Le gouvernement veut réformer le système de retraites

L’Algérie, frappée par une très forte baisse de ses revenus pétroliers, va réformer son système de retraites qui fragilise les finances publiques, selon un communiqué officiel publié lundi.

La réforme va se traduire par la suppression du départ à la retraite sans condition d’âge. L’âge de départ est maintenu à 60 ans. L’Algérie, pays de 40 millions d’habitants, comptait plus de 2,7 millions de retraités au 31 décembre 2015, selon les chiffres officiels.

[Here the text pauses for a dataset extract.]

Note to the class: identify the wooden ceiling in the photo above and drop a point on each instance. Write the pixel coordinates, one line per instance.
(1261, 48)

La décision de réformer le système a été prise après une réunion lundi de la Tripartite formée du gouvernement, du patronat et de la Centrale syndicale. Les participants à la Tripartite et afin de préserver et consolider le dispositif national de retraite, considèrent que les conditions actuelles ne permettent plus le maintien du départ à la retraite sans condition d’âge, explique le communiqué conjoint du gouvernement et des partenaires sociaux.

Le texte juge le maintien de ce dispositif (…) dommageable aussi bien aux équilibres financiers de la Caisse nationale de retraite qu’à l’outil de production qui enregistre chaque année d’importantes déperditions au niveau de ses ressources humaines, notamment les plus qualifiées, poursuit le texte.

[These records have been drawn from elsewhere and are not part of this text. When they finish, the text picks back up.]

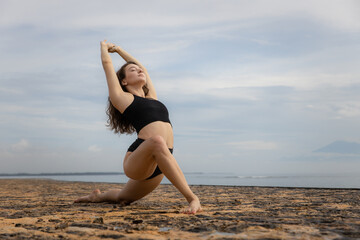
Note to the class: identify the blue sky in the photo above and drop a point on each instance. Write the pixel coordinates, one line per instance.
(253, 87)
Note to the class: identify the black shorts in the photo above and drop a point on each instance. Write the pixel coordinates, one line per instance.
(135, 145)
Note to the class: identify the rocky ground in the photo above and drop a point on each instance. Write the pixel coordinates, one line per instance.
(44, 209)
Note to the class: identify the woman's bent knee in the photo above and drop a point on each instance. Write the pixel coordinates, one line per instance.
(158, 144)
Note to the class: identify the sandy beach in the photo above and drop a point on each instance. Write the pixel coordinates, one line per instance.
(44, 209)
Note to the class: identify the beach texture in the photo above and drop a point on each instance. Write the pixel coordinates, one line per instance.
(44, 209)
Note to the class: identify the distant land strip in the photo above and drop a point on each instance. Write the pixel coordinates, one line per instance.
(59, 174)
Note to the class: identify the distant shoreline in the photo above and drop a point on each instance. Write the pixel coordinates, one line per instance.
(58, 174)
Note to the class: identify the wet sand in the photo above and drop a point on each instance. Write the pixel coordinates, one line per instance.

Dans le système en vigueur, toute personne ayant cumulé 32 ans d’activité peut partir à la retraite sans attendre l’âge de départ légal de 60 ans. Il permet aussi à tout cotisant de cesser son activité sans avoir cotisé pendant 32 ans et sans attendre l’âge de 60 ans.

En 1994, l’Algérie avait aussi mis en place une procédure de retraite anticipée pour atténuer les effets d’un Plan d’ajustement structurel de son économie (PAS) qui s’était traduit par la suppression de dizaines de milliers d’emplois. La procédure permettait aux hommes de plus de 50 ans et aux femmes de plus de 45 ans de prétendre à la retraite.